Um es interaktiv zu machen, teilt der Bot zwei URL-Optionen: eine Bluetooth-URL, die die Informationen als Audio abspielt, und eine andere, die den Benutzer zu einer Website mit animierten Videos führt. Der Prototyp wurde bei SRIOR so entwickelt, dass er alle Funktionen auf einer einzigen Plattform integriert und die Benutzer wählen können, ob sie chatten, zuhören oder zuschauen möchten, um auf dem Laufenden zu bleiben. Es gibt Videos, die Geschichten von Überlebenden zeigen.“

Die Zahlen steigen ständig und eine frühzeitige Diagnose ist der Schlüssel, sagt Dr. Guhan. “In der Region Coimbatore wird bei 28 Frauen pro Lakh Krebs diagnostiziert, was die zweithöchste Rate nach Chennai ist, wo die Zahl bei 50 Frauen pro Lakh liegt.”

Er räumt ein, dass mit der Krankheit immer noch große Angst verbunden ist und die Menschen erst dann medizinische Hilfe suchen, wenn die Krankheit fortgeschritten ist. „Während in westlichen Ländern mehr als 80 Prozent der Fälle in einem frühen Stadium diagnostiziert werden und die Überlebensrate bei über 90 Prozent liegt.
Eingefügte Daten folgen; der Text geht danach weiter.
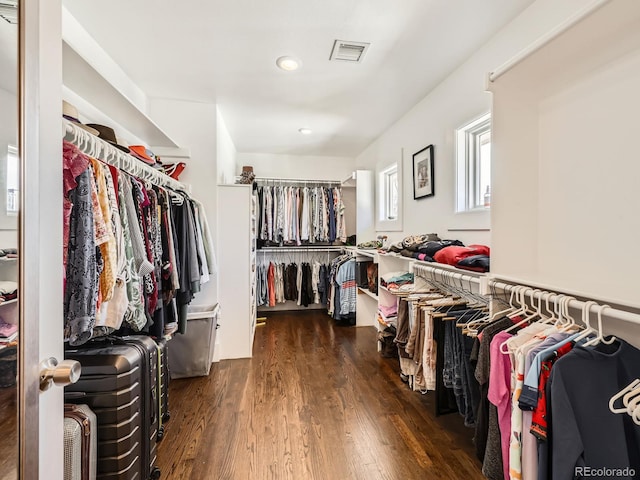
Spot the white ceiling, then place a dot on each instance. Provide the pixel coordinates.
(225, 51)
In Indien werden mehr als 50 Prozent der Fälle im Stadium III oder IV festgestellt, und daher beträgt die Überlebensrate nur 60 Prozent.“

Dr. Guhan sagt, dass die Krebsdiagnose bei jüngeren Frauen zwischen 30 und 40 Jahren in den letzten 25 Jahren von zwei Prozent auf vier Prozent zugenommen hat, während sie in der Altersgruppe der 30- bis 40-Jährigen von sieben auf 16 Prozent gestiegen ist. „Frühe Menarche, späte Menopause, übermäßiges Körpergewicht, Bewegungsmangel und Alkoholkonsum sind Risikofaktoren. Während 10 Prozent der Fälle erblich sind, stammen über 90 Prozent der Fälle von solchen Risikofaktoren, die modifizierbar sind und durch eine Änderung des Lebensstils behoben werden können. Sie müssen sich der Risikofaktoren bewusst sein und Vorkehrungen treffen“, rät er.

Frauen über 40 sollten sich jährlich einer Mammographie unterziehen, sagt er. Bei frühzeitiger Erkennung ist möglicherweise keine Bestrahlung oder Chemotherapie erforderlich. „Jeder über 20 kann mit einer Selbstuntersuchung der Brüste beginnen, um nach Knoten zu suchen. Sobald sie 30 überschreiten, hilft eine klinische Untersuchung“, sagt Dr. Guhan

Noch heute meiden Menschen aus Angst Mammographien. „Krebs ist kein Todesurteil. Eine Brustkrebsdiagnose ist nicht das Ende des Lebens“, versichert er.